Tuesday, March 10, 2009

Talking about music

Tonight is the Worship and Music Committee meeting, a group of people who spend a significant amount of our time involved in the task of talking about music. It's an inherently odd endeavor, to talk about music, just as odd as writing about music. It works best if we share an aural language of sound in our collective memory.

What we'll try to accomplish tonight is an appropriate mix of musical styles, familiar and new hymns, appropriate liturgy for the season, and all of it in the Lutheran-inspired, God-focused endeavor of worship. Quite a task!

In a brilliant autobiographical play of Maria Callas, Terrence McNally has her recite this line: "Vowels are the inarticulate sounds of the heart. In consonants lie the meaning." That's such a simple but intriguing approach to music. So many emotions can be easily conveyed in simple, vowel-based sounds: gasps of surprise, an "oooo" of admiration, the "mmmm" sigh of relaxing in a warm bed on a cool spring night. So we can think of music as emotion mixed with intellect, pure sound with added layers of meaning, all projected through the wonder of the human voice.

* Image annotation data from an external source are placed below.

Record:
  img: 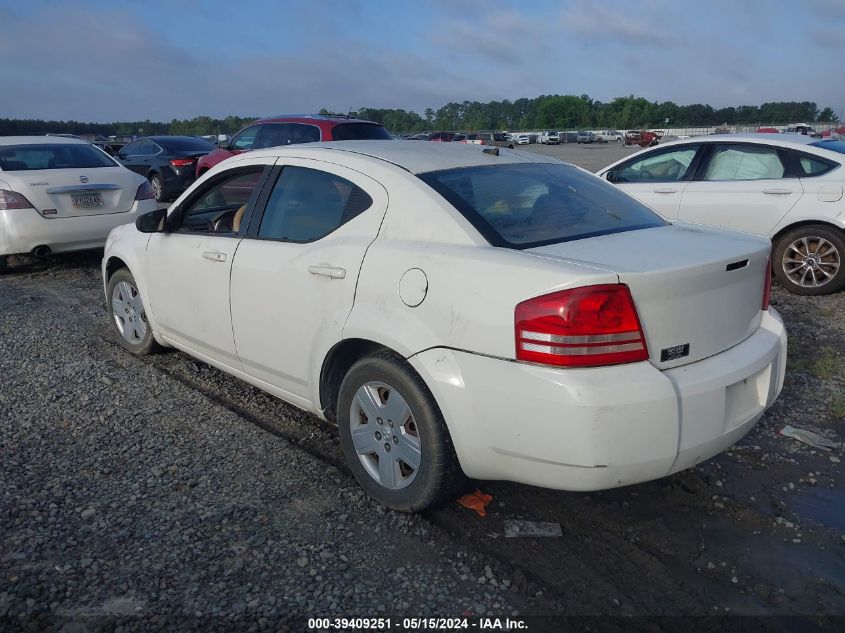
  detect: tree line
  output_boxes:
[0,95,839,136]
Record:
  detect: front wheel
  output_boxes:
[772,225,845,295]
[107,268,158,356]
[338,352,463,512]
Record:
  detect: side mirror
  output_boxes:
[135,209,167,233]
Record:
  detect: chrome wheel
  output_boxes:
[111,281,148,345]
[349,381,422,490]
[781,235,842,288]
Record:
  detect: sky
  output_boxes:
[0,0,845,122]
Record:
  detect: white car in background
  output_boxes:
[0,136,156,270]
[598,134,845,295]
[103,141,786,511]
[596,130,623,143]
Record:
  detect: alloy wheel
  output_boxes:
[111,281,148,344]
[781,235,842,288]
[349,381,422,490]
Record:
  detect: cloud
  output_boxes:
[431,9,554,66]
[561,0,680,47]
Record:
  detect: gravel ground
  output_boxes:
[0,145,845,631]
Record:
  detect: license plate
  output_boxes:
[70,193,103,209]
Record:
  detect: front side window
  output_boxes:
[614,146,698,182]
[258,167,373,242]
[231,125,261,151]
[0,143,117,171]
[420,164,666,249]
[173,165,264,233]
[702,143,786,180]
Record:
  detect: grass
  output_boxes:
[786,347,840,380]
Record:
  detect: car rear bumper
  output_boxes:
[410,310,786,490]
[0,200,156,255]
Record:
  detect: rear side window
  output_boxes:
[258,167,373,242]
[332,123,393,141]
[0,143,117,171]
[288,123,320,145]
[420,164,667,249]
[614,145,698,182]
[702,143,786,180]
[796,154,838,178]
[231,125,261,150]
[810,141,845,154]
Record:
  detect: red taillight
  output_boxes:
[0,189,33,211]
[514,284,648,367]
[763,254,772,310]
[135,181,155,200]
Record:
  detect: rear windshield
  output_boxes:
[420,163,667,249]
[156,138,217,152]
[0,143,117,171]
[810,141,845,154]
[332,123,393,141]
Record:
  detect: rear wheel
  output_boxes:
[338,352,463,512]
[107,268,158,356]
[150,174,164,202]
[772,225,845,295]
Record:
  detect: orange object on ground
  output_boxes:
[458,489,493,517]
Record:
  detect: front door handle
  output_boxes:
[308,266,346,279]
[202,251,226,262]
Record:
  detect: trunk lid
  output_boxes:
[11,167,141,218]
[525,223,771,369]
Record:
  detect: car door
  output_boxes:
[147,157,275,369]
[231,158,387,408]
[606,144,700,219]
[679,142,804,235]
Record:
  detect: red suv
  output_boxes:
[197,114,393,178]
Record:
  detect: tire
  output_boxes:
[150,174,167,202]
[106,268,159,356]
[337,352,463,512]
[772,224,845,295]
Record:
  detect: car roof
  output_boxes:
[244,140,566,174]
[0,136,88,145]
[661,132,822,147]
[251,114,381,125]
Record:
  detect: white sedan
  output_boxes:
[0,136,156,270]
[598,134,845,295]
[103,141,786,511]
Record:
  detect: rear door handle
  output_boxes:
[308,266,346,279]
[202,251,226,262]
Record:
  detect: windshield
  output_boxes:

Not everyone talks about music in terms of composers and music theory, not everyone wants to talk about the minutiae of pronunciation (as outlined in the diagram), but if you simply want to share an opinion about what music gets sung in church (and when and how), then you're always welcome to join our online conversation here or in person anytime!

1 comment:

  1. I'm reminded that the first sounds people make are the oohs and aahs of infants. These beginning sounds carry us throughout life, and are often the last sounds we are able to make before we go to be with the Lord.